Multiple comparisons after ordinary one-way ANOVA

If you are comparing three or more groups with one-way ANOVA, you may pick a post test to compare pairs of group means. Choosing a multiple comparisons test is not 100% straightforward, so you may receive different recommendations depending on who you ask. Here are our recommendations:

Select Dunnett's test if one column represents control data and you wish to compare all other columns to that control column but not to each other.

Select the test for linear trend if the columns are arranged in a natural order (e.g. dose or time) and you want to test whether there is a trend such that values increase (or decrease) as you move from left to right across columns.

Select the Bonferroni test for selected pairs of columns when you only wish to compare certain column pairs. You must select those pairs based on experimental design and ideally should specify the pairs of interest before collecting any data. If you base your decision on the results (e.g., compare the smallest with the largest mean), then you have effectively compared all columns, and it is not appropriate to use the test for selected pairs.

If you want to compare all pairs of columns, choose the Tukey test. This is actually the Tukey-Kramer test, which includes the extension by Kramer to allow for unequal sample sizes. We recommend you don't use the Newman-Keuls test or the Bonferroni test used to compare every pair of groups.

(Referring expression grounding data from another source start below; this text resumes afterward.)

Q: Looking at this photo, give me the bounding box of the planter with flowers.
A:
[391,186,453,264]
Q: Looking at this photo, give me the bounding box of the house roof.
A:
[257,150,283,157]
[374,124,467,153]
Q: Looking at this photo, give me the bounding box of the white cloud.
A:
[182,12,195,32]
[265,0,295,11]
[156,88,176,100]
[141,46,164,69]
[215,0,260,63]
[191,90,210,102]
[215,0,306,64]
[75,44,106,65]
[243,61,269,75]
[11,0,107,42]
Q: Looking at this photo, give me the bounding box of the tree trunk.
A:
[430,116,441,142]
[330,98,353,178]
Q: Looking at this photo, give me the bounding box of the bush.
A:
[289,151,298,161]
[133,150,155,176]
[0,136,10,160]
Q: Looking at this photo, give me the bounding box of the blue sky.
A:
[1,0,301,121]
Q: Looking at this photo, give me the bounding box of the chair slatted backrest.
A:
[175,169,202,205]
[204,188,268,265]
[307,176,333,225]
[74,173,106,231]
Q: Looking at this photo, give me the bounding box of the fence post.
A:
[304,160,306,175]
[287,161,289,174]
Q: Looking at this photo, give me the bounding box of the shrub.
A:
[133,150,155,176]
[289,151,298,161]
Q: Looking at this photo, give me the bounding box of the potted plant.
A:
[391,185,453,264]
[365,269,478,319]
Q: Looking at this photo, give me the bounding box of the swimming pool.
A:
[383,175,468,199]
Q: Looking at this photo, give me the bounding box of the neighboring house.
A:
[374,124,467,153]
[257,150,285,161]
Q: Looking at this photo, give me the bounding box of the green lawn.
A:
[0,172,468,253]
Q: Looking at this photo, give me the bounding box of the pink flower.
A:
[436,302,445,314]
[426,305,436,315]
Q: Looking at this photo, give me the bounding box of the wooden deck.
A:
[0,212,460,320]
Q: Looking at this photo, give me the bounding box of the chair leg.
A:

Multiple comparisons after repeated measures one-way ANOVA

The discussion above can also help you choose a multiple comparisons test after repeated measures one-way ANOVA.

All the multiple comparisons tests are based on the assumption that the values after each treatment were randomly drawn from populations with the same amount of scatter. But with some repeated measures designs, the scatter trends to increase with each sequential treatment. If the scatter systematically increases with each repeated treatment, then the multiple comparisons performed by Prism are not valid. There is an alternative approach to computing multiple comparisons, but this is not implemented in Prism. With this alternative test, each pair of groups is compared with a paired t test (without using any of the ANOVA results or degrees of freedom), with multiple comparisons being used to select the threshold for defining when a P value is low enough to be deemed "significant".

Multiple comparisons after nonparametric ANOVA

Prism only offers Dunn's post test, either to compare all pairs of groups, or just selected pairs.

For more information, see Applied Nonparametric Statistics by WW Daniel, published by PWS-Kent publishing company in 1990 or Nonparametric Statistics for Behavioral Sciences by S Siegel and NJ Castellan, 1988. The original reference is O.J. Dunn, Technometrics, 5:241-252, 1964.

Prism refers to the post test as the Dunn's post test. Some books and programs simply refer to this test as the post test following a Kruskal-Wallis test, and don't give it an exact name.